From reading other answers it is clear this is a familiar situation to a lot of people, myself included. I'm in my 40s, and incredibly I still know people like this.
Some people are just late starters, often people that weren't "academically smart" so didn't do well in school but are still smart in other ways and eventually find their way.
Others though never change. Their thinking is just geared towards wallowing rather than doing anything about their problems. I think some believe their problems - their lack of a job, lack of money, lack of a driving licence - actually define them. And of course it is all cyclical - can't get a job because I don't have a car; can't afford a car because I don't have a job. It is frustrating to any rational person and I can understand why you find it toxic.
So - you are looking for a way to break contact rather than offer help. You probably imagine an offer of help will be tiring and strung out, which it may well be.
But why have a conversation with her at all? She complains to you that other friends have drifted away from her. If any of those other friends had actually had a conversation with her about severing ties you would surely have heard about it. So if they just faded away and ignored her, why do you feel the need to announce your departure? I can only imagine you do hope it will have some effect on her.
Honestly, if she is someone who enjoys talking about her woes then a conversation where you just attack her and then leave will just turn into her newest woe to talk about with the next person willing to listen.
If your mind is made up to break ties, just drift. It will hurt her less. Don't reply to emails, don't answer calls (or decreasingly answer them over time) and don't tell her you are coming to visit. If you are connected on social media then move her to a group that limits what she sees.
If you are to have a conversation with her then at least make it useful to her! Use the opportunity to encourage her, but show that you don't have the time or energies to carry her if she doesn't.
I feel the most useful conversation you could have (useful to you both) is one where you don't announce that the friendship is over, but show how her inaction in dealing with her problems is forcing the end of it. You're not closing the door on your friendship, but rather showing her the way forward and then closing the door on the way out. She can either follow your advice and keep up with you, or she will know the reason why your friendship ended.
I'm worried about you. You could fix a lot of the problems you talk about, like having no money or car, but you don't do anything about it. Everybody else has grown up, moved on, got jobs. There's nothing stopping you from doing the same.

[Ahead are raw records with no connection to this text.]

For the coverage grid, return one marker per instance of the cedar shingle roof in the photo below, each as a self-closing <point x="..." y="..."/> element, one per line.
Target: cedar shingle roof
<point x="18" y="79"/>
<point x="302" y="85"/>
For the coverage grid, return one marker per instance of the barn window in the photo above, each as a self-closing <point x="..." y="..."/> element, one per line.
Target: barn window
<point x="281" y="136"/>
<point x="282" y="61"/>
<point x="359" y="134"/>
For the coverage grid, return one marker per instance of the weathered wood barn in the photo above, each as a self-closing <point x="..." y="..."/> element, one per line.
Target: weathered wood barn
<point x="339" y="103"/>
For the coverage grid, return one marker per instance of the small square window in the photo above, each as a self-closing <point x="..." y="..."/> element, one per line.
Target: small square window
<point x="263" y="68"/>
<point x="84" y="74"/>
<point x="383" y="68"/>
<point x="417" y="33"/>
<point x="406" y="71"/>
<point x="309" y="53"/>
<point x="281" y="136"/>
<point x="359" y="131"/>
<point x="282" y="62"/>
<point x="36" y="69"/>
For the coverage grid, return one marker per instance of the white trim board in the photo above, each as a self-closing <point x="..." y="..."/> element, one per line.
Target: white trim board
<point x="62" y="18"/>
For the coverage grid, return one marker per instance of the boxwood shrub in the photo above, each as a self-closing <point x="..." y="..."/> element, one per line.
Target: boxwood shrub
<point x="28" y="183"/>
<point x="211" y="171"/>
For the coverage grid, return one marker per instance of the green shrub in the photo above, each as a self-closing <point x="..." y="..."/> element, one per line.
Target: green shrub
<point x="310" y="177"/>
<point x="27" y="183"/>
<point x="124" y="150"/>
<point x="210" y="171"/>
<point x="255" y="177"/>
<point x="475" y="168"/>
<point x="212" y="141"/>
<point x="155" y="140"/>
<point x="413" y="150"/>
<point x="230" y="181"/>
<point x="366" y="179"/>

And perhaps, after any response from her, go on to make your point:
I like my life now. I wish I could say I'll always have time for you, but I have to be honest, it is very draining when a friendship is one-sided. I can't always be the one to drive, I can't always be the one to pay for things. And I can't constantly listen to you talk about the same problems you could do something about. If you had a job and a car you could get out and visit people, enjoy your life, and have new things to talk about other than having no car or money.